En la política se usa la artimaña de mentir generando falsas promesas o culpando a los otros de las propias desgracias, considerando que son su causa, estrategia de gran utilidad, por ejemplo, para la izquierda que le ha permitido llegar al poder en gran parte del mundo y, obviamente, en Colombia. De ahí frases como «No hay que devolverle el poder a la oligarquía colombiana… si eso sucede, no podrán ser implementados los programas para el pueblo» o «Ricos de Colombia viven deliciosísimo y de gorra”.

La clase política ha engañado y sigue engañando a sus cándidos seguidores, a tal punto que esas mentiras se han convertido en verdaderos clásicos de nuestra historia, como el “Todo fue a mis espaldas” de Ernesto Samper o el “Yo no lo crie” de Petro.
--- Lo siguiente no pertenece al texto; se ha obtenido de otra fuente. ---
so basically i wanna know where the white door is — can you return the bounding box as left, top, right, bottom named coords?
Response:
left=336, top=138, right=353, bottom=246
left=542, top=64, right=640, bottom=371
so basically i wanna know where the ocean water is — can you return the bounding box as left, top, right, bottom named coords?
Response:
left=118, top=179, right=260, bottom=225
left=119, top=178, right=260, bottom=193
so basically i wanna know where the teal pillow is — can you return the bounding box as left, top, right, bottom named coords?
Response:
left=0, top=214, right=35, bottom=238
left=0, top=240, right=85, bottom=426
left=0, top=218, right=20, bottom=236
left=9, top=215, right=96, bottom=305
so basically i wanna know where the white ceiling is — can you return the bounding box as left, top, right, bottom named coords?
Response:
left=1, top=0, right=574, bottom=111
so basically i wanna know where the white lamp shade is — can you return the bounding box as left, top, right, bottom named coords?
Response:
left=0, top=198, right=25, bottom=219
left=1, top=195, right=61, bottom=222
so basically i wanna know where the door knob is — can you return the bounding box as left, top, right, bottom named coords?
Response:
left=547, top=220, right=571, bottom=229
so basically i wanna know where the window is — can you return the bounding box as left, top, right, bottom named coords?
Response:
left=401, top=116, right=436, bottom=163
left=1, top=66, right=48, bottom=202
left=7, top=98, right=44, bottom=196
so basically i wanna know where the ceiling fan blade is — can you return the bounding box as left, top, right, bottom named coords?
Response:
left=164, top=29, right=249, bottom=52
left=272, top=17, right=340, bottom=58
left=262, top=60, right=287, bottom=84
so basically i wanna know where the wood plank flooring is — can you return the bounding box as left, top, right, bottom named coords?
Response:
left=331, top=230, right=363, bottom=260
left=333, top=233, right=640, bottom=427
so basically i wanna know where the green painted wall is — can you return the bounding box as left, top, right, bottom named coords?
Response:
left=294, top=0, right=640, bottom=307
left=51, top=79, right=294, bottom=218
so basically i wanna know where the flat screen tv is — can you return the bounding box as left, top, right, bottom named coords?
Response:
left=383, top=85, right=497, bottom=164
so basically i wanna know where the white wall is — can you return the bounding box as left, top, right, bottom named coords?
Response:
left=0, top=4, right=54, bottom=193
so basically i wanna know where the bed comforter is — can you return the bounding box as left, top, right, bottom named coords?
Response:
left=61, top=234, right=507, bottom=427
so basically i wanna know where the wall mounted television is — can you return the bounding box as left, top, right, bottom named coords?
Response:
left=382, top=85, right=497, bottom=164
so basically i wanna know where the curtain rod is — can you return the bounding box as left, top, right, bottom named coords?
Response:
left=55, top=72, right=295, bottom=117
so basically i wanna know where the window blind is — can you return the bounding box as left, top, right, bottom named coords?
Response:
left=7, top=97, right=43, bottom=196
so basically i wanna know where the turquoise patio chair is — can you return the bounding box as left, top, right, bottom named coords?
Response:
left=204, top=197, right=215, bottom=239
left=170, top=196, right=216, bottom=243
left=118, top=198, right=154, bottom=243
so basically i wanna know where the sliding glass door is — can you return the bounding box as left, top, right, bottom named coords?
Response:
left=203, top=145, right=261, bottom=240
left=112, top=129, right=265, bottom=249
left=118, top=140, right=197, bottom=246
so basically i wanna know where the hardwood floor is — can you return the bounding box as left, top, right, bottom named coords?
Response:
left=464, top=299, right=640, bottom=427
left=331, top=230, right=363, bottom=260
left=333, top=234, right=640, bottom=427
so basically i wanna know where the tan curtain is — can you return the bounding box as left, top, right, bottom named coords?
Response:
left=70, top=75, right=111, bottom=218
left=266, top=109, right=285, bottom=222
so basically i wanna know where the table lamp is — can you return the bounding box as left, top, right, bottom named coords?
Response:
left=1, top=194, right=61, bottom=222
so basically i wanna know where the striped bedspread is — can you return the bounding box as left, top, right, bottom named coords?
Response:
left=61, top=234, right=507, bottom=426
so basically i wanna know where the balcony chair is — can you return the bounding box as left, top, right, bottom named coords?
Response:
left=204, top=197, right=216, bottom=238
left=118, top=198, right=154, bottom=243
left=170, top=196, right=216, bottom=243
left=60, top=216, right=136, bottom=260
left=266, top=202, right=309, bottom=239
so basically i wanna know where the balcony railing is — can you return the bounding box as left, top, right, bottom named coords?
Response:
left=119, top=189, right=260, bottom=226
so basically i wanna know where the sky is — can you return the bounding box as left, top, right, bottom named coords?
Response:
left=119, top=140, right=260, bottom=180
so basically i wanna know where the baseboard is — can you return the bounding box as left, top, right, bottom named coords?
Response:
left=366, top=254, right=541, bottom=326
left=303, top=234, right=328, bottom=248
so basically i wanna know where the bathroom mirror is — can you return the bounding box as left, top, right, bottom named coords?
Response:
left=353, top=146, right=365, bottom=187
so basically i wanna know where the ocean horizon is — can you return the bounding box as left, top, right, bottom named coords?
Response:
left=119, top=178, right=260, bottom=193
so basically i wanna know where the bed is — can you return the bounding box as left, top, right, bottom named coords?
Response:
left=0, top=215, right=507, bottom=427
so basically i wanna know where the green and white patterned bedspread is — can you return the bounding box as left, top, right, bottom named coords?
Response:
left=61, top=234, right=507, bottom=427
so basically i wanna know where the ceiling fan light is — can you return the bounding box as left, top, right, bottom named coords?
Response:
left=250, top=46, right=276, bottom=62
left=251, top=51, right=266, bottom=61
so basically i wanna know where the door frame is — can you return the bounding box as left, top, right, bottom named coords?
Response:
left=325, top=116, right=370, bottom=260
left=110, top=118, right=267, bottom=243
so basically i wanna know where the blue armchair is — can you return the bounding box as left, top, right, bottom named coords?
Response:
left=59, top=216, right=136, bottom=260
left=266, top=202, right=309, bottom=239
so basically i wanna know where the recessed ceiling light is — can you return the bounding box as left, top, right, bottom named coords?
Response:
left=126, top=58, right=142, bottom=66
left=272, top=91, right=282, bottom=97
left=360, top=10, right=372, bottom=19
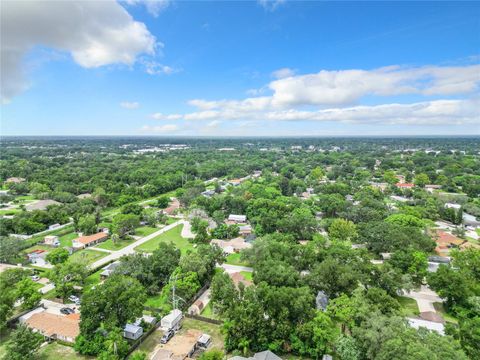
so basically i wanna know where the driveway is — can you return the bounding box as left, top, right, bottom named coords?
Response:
left=220, top=263, right=253, bottom=273
left=89, top=220, right=183, bottom=270
left=181, top=220, right=194, bottom=239
left=403, top=285, right=443, bottom=313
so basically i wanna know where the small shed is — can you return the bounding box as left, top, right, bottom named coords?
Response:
left=123, top=323, right=143, bottom=340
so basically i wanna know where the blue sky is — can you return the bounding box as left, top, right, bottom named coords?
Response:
left=1, top=0, right=479, bottom=136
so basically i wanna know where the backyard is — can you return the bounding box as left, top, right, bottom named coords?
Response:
left=95, top=237, right=135, bottom=251
left=68, top=249, right=108, bottom=265
left=225, top=252, right=249, bottom=266
left=135, top=224, right=193, bottom=254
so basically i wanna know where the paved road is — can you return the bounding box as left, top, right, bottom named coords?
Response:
left=220, top=263, right=254, bottom=273
left=89, top=220, right=184, bottom=270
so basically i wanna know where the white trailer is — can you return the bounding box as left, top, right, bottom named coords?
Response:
left=161, top=309, right=183, bottom=331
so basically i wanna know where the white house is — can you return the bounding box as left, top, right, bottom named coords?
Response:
left=44, top=235, right=60, bottom=247
left=123, top=323, right=143, bottom=340
left=228, top=214, right=247, bottom=223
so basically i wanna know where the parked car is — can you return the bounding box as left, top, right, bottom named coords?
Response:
left=68, top=295, right=81, bottom=305
left=60, top=307, right=74, bottom=315
left=160, top=329, right=175, bottom=344
left=31, top=275, right=40, bottom=281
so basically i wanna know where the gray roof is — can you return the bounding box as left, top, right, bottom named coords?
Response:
left=254, top=351, right=282, bottom=360
left=124, top=323, right=142, bottom=334
left=316, top=291, right=329, bottom=311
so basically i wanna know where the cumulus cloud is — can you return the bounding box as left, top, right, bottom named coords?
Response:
left=141, top=124, right=179, bottom=133
left=151, top=112, right=183, bottom=120
left=125, top=0, right=171, bottom=17
left=257, top=0, right=286, bottom=11
left=141, top=59, right=178, bottom=75
left=120, top=101, right=140, bottom=109
left=1, top=0, right=157, bottom=103
left=151, top=98, right=479, bottom=126
left=271, top=67, right=296, bottom=79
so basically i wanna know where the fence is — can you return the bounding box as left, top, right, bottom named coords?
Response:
left=184, top=313, right=222, bottom=325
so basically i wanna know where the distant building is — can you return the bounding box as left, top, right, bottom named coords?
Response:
left=229, top=350, right=282, bottom=360
left=44, top=235, right=60, bottom=247
left=72, top=232, right=109, bottom=249
left=407, top=318, right=444, bottom=335
left=316, top=291, right=329, bottom=311
left=100, top=261, right=121, bottom=279
left=227, top=214, right=247, bottom=223
left=395, top=183, right=414, bottom=189
left=48, top=223, right=61, bottom=230
left=5, top=177, right=26, bottom=183
left=445, top=203, right=462, bottom=210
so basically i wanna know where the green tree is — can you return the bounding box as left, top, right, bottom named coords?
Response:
left=157, top=196, right=170, bottom=209
left=112, top=213, right=140, bottom=238
left=291, top=311, right=340, bottom=358
left=16, top=278, right=41, bottom=310
left=414, top=173, right=430, bottom=187
left=45, top=247, right=70, bottom=265
left=4, top=325, right=43, bottom=360
left=49, top=261, right=89, bottom=301
left=328, top=219, right=358, bottom=242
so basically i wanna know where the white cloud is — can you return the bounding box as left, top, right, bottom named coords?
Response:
left=150, top=112, right=182, bottom=120
left=257, top=0, right=286, bottom=11
left=1, top=0, right=157, bottom=103
left=206, top=120, right=222, bottom=128
left=141, top=124, right=179, bottom=133
left=142, top=59, right=178, bottom=75
left=125, top=0, right=171, bottom=17
left=120, top=101, right=140, bottom=109
left=271, top=67, right=296, bottom=79
left=151, top=98, right=479, bottom=126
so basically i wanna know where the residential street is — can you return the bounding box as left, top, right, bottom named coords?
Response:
left=89, top=220, right=184, bottom=270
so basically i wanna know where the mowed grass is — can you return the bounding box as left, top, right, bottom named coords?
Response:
left=59, top=232, right=78, bottom=247
left=240, top=271, right=253, bottom=281
left=85, top=269, right=103, bottom=289
left=200, top=302, right=221, bottom=320
left=135, top=224, right=193, bottom=254
left=37, top=342, right=93, bottom=360
left=397, top=296, right=419, bottom=317
left=95, top=237, right=135, bottom=251
left=434, top=302, right=458, bottom=324
left=68, top=249, right=108, bottom=265
left=225, top=252, right=249, bottom=266
left=135, top=226, right=159, bottom=237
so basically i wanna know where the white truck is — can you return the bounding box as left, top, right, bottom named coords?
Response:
left=161, top=309, right=183, bottom=331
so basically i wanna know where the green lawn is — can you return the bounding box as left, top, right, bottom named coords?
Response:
left=0, top=208, right=21, bottom=215
left=225, top=252, right=249, bottom=266
left=135, top=224, right=193, bottom=254
left=24, top=244, right=51, bottom=253
left=59, top=232, right=78, bottom=247
left=95, top=237, right=135, bottom=251
left=85, top=269, right=103, bottom=289
left=145, top=292, right=170, bottom=309
left=37, top=342, right=93, bottom=360
left=135, top=226, right=159, bottom=237
left=200, top=302, right=221, bottom=320
left=68, top=249, right=108, bottom=265
left=240, top=271, right=253, bottom=281
left=433, top=302, right=458, bottom=324
left=397, top=296, right=419, bottom=317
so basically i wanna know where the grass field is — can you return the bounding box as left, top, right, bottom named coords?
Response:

La mentira es la madre de la trampa, la candidez la forma en que se cae en ella.

ANTES DEL FIN

En las próximas elecciones no sea cándido, no crea en las mentiras de los políticos, no caiga en las trampas que nos están llevando a ser la nueva Venezuela de Latinoamérica. No se deje llevar por el oropel.

Pensando esta columna llega a mi mente un cuento de la literatura de mi infancia. “Cándido Buena Suerte”. A Cándido lo sorprendía uno que otro negocio, siempre el último peor que el anterior hasta que un golpe de suerte lo llevó a conseguir fortuna. Lastimosamente es solo un cuento, la realidad es más dura.